Amateur sourcing started with so-called microstock agencies, who will license photos for as little as a quarter a piece. They quickly became very popular, and microstock services are cheap and easy to start. They sprouted like dandelions. The old blue-chip agencies, like Getty Images and Corbis, quickly found these upstarts taking ever bigger bites out their business, a $2 billion a year business. In 2006, $800 million of that business was going to Getty alone, and they wanted to keep it that way.

So Getty purchased the pioneer microstock agency iStockPhoto, then bought another agency that was itself buying microstock companies. Then Getty got straight into microstock-style acquisitions by directly approaching select users of the social photography site Flikr. Now Getty is taking it to a whole new level, by acquiring entire portfolios from any Flikr user who will tick yes to a few terms of agreement.

A recent editorial from a UK photo mag outlines the massive downsides of this. It's not readily available online, so I'm reproducing it here:

    If you’re a Flickr user you may have noticed that stock photo library behemoth Getty Images has just opened up to the entire community what was up to now an exclusive arrangement with a few select members. Yes, you too can now have your pictures considered for inclusion in the files of the mighty Getty, which they’ll then sell for thousands to agencies around the world. All you have to do is wait for the cheques to roll in. Sounds great, doesn’t it? Except that, when you look into it in more detail, it isn’t.
    With the advent of digital and web publishing and the explosion of small-scale publishers, the economics of selling images has changed. Agencies such as iStockPhoto have sprung up offering lower prices, with many images produced by skilled amateurs. Publishers have turned to Flickr too, going straight to the source and cutting out the middle man. This shift has benefited the many photographers who would never have been able to get into the exclusive Getty club.
    Getty’s response has been to take over and snuffle out the competition—it’s aim is make it impossible for anyone to publish any pictures anywhere without paying Getty for the privilege. Having bought iStockPhoto and increased its prices tenfold on all the best work, it has now has turned its eyes on Flickr. This move, in my view, represents the hijacking and commercialisation by a powerful global corporation of what has been until now a hobbyist community website.
    The fact is Flickr users have always been able to sell their work to anyone who wants to use it. Potential buyers, including [What Digital Camera], simply contact the photographer through Flickrmail and negotiate a mutually agreed fee.
    Flickr users have sold their pictures in this way for years, and many have made thousands of pounds this way. What will happen now (if you tick the box to allow it) is that if someone wants to use your picture they’ll have to go through Getty. They’ll have to pay much more to use it, and Getty will take a whopping 70% cut. You will be prohibited from selling these images yourself, and once in the system it will be very difficult to withdraw them later if you find that the deal is not the pot of gold you expected.
    This arrangement will inflate the price of images on Flickr purely for Getty’s benefit, but the photographers themselves, who get just 30%, may not be any richer than they’d have been by selling direct. Many publishers, WDC included, will baulk at paying twice as much for pictures just so that Getty Images can take 70% of it.

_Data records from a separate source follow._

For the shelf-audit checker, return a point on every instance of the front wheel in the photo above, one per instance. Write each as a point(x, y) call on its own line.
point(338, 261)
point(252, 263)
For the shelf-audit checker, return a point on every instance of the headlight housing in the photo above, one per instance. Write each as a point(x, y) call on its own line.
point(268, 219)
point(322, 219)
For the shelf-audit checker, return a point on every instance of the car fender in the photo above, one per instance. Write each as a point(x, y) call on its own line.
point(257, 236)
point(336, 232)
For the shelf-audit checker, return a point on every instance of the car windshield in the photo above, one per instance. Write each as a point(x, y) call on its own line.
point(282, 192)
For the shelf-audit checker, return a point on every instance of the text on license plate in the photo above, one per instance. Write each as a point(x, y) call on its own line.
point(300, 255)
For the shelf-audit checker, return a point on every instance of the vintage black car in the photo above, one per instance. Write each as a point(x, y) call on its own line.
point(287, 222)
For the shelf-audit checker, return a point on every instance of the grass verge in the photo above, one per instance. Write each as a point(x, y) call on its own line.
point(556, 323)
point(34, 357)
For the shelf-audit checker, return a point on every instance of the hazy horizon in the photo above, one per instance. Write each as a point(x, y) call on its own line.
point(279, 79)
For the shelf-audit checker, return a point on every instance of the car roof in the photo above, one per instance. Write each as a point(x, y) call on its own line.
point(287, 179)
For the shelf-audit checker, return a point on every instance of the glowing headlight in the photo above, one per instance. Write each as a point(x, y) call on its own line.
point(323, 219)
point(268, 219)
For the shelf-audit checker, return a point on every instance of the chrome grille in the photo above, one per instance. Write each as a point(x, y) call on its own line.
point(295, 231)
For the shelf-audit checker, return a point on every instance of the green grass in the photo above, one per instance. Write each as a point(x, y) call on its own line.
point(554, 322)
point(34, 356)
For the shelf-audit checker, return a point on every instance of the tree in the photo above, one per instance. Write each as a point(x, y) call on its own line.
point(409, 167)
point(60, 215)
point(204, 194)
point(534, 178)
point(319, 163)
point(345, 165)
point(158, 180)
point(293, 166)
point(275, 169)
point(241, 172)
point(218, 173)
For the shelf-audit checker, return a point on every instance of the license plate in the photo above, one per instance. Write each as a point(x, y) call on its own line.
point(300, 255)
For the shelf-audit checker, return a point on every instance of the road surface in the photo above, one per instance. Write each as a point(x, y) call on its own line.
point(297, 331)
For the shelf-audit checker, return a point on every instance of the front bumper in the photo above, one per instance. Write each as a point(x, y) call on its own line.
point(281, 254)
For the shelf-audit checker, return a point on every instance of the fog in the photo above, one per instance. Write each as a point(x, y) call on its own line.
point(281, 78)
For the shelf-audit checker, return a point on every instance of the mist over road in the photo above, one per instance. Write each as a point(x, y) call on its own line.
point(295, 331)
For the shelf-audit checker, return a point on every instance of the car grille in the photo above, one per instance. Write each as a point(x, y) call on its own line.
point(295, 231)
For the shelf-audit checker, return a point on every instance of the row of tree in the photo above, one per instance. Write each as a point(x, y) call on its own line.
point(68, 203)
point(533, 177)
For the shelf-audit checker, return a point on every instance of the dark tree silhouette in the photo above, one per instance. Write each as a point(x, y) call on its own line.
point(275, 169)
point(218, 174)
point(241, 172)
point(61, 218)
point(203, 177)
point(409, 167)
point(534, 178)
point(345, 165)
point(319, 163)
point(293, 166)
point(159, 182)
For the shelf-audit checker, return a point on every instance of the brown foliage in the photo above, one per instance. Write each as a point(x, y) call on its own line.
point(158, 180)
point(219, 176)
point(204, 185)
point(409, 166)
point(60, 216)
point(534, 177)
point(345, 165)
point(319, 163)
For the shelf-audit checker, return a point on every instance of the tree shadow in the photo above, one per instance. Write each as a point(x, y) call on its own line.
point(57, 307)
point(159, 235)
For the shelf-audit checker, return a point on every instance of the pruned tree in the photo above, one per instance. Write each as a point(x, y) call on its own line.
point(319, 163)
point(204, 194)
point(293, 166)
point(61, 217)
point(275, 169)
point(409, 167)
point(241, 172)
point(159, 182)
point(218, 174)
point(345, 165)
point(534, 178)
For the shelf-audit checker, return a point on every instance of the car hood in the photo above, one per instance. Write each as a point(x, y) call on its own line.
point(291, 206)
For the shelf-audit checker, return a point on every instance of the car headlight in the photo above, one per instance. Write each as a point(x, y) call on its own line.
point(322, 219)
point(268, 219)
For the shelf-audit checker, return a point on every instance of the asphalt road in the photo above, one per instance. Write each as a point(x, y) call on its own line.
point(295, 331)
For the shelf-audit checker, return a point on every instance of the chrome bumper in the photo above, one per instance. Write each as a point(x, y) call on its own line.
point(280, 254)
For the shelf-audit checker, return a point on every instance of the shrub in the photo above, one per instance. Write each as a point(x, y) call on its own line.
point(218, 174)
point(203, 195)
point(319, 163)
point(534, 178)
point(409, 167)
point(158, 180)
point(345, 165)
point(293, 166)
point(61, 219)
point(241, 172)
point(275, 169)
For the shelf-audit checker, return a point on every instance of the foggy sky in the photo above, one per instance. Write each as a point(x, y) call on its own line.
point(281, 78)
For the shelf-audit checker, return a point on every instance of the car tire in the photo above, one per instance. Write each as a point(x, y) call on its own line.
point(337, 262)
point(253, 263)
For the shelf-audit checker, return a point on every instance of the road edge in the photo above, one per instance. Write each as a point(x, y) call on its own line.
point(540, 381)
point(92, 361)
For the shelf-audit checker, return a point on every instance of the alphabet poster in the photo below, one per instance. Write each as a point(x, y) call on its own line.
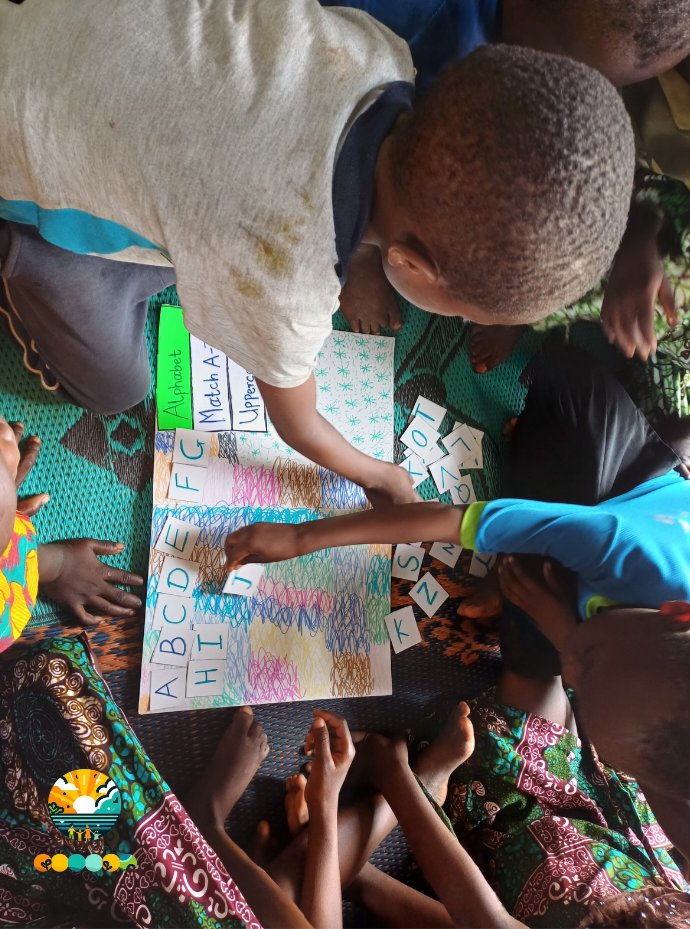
point(310, 628)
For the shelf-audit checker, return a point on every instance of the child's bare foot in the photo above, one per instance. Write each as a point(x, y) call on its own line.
point(238, 757)
point(491, 345)
point(483, 599)
point(435, 764)
point(367, 300)
point(296, 809)
point(264, 847)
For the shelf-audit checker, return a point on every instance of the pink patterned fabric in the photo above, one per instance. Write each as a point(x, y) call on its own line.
point(173, 857)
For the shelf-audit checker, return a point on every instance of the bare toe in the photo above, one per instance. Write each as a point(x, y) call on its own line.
point(296, 809)
point(451, 748)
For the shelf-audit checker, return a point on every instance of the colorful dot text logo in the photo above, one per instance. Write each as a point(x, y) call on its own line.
point(84, 806)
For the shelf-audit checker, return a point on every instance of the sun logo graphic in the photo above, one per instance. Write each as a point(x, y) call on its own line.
point(84, 804)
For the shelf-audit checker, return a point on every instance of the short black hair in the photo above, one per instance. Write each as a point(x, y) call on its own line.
point(518, 166)
point(655, 27)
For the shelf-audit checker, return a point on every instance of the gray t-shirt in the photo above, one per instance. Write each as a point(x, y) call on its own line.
point(202, 134)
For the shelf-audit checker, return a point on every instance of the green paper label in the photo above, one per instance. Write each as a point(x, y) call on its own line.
point(174, 376)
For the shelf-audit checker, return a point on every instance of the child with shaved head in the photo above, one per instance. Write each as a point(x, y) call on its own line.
point(192, 156)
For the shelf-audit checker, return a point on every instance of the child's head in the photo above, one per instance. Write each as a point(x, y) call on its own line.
point(627, 41)
point(505, 194)
point(631, 672)
point(9, 461)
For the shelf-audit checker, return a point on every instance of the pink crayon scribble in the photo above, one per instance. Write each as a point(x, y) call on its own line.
point(272, 679)
point(296, 598)
point(255, 487)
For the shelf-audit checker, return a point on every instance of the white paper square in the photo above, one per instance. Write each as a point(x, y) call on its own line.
point(445, 473)
point(415, 468)
point(206, 678)
point(192, 447)
point(429, 411)
point(187, 483)
point(210, 397)
point(481, 564)
point(177, 577)
point(244, 581)
point(173, 612)
point(428, 594)
point(173, 647)
point(435, 453)
point(446, 552)
point(177, 537)
point(459, 443)
point(167, 688)
point(420, 437)
point(407, 562)
point(210, 642)
point(402, 629)
point(462, 493)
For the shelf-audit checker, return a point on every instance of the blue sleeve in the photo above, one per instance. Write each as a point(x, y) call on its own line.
point(581, 537)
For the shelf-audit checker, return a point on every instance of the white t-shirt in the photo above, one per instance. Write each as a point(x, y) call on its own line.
point(199, 133)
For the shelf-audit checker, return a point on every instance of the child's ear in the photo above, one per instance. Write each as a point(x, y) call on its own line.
point(413, 259)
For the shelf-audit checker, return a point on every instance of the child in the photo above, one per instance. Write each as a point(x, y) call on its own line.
point(589, 484)
point(627, 42)
point(188, 151)
point(557, 837)
point(69, 571)
point(237, 759)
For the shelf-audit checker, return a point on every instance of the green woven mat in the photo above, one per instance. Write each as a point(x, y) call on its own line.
point(97, 469)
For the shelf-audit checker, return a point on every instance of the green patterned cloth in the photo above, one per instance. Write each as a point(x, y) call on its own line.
point(56, 716)
point(552, 827)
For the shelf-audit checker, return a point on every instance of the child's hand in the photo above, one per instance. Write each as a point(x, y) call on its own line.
point(330, 740)
point(28, 455)
point(71, 573)
point(635, 284)
point(261, 543)
point(546, 600)
point(393, 486)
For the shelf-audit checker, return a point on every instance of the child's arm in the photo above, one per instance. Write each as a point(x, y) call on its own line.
point(266, 542)
point(544, 600)
point(293, 413)
point(71, 573)
point(333, 753)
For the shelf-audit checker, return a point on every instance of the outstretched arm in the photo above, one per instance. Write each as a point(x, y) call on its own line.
point(267, 542)
point(293, 413)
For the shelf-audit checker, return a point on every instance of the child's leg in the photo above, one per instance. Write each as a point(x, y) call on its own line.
point(241, 750)
point(392, 903)
point(545, 698)
point(580, 438)
point(84, 315)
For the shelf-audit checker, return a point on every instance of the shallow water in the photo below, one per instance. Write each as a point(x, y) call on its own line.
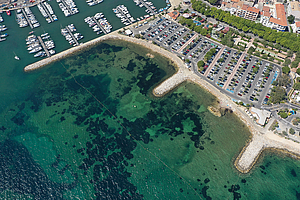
point(88, 127)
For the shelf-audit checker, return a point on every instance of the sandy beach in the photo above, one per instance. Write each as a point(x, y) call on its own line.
point(260, 140)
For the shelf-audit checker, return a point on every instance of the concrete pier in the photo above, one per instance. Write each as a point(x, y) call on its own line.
point(70, 32)
point(100, 26)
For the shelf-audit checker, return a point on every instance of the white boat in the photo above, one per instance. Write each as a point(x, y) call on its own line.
point(35, 50)
point(38, 54)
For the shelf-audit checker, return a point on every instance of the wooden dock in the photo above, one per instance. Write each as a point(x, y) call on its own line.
point(44, 46)
point(124, 15)
point(47, 11)
point(70, 32)
point(148, 7)
point(29, 22)
point(67, 6)
point(100, 26)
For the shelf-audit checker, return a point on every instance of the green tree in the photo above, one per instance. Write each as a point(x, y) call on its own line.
point(286, 70)
point(296, 86)
point(292, 131)
point(278, 94)
point(200, 64)
point(286, 62)
point(283, 114)
point(291, 19)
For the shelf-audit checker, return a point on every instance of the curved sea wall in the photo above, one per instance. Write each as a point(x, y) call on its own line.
point(113, 35)
point(260, 138)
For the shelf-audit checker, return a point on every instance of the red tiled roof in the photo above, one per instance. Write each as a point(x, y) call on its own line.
point(266, 9)
point(244, 7)
point(281, 17)
point(174, 14)
point(267, 14)
point(250, 9)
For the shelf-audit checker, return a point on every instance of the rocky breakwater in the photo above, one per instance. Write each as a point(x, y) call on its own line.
point(66, 53)
point(260, 142)
point(170, 83)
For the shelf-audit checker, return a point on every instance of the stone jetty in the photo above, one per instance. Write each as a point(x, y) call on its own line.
point(261, 138)
point(260, 142)
point(113, 35)
point(170, 83)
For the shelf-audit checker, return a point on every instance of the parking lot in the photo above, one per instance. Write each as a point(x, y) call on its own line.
point(251, 82)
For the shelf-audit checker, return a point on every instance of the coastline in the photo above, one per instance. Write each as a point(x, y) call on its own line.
point(259, 140)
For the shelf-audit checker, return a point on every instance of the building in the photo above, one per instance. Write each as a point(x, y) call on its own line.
point(296, 27)
point(294, 9)
point(187, 2)
point(265, 15)
point(128, 32)
point(174, 14)
point(248, 12)
point(279, 22)
point(260, 115)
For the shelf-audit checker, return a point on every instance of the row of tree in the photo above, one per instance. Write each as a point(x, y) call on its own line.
point(286, 39)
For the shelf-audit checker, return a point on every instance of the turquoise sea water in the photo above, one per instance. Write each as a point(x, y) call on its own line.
point(11, 75)
point(88, 127)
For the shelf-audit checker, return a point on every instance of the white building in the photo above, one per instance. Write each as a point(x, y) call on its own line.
point(260, 115)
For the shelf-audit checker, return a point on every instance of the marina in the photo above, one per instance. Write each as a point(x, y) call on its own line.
point(99, 23)
point(70, 36)
point(122, 13)
point(93, 2)
point(21, 19)
point(47, 11)
point(44, 46)
point(36, 43)
point(18, 35)
point(68, 7)
point(147, 4)
point(33, 23)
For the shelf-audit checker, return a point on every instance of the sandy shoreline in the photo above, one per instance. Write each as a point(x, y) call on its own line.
point(258, 142)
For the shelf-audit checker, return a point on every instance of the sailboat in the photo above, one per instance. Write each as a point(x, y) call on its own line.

To me this exemplifies again the new economics of creative work, with the internet providing a vastly greater supply than demand for stock photos, deflating their value. But at the same time, a clever and highly capitalized middleman it finding ways, however objectionable, to retain relevancy and maintain revenues. For photographers, the same trend continues here as in book publishing, music, etc. More and more people get a piece of the pie, but the pieces get smaller and smaller.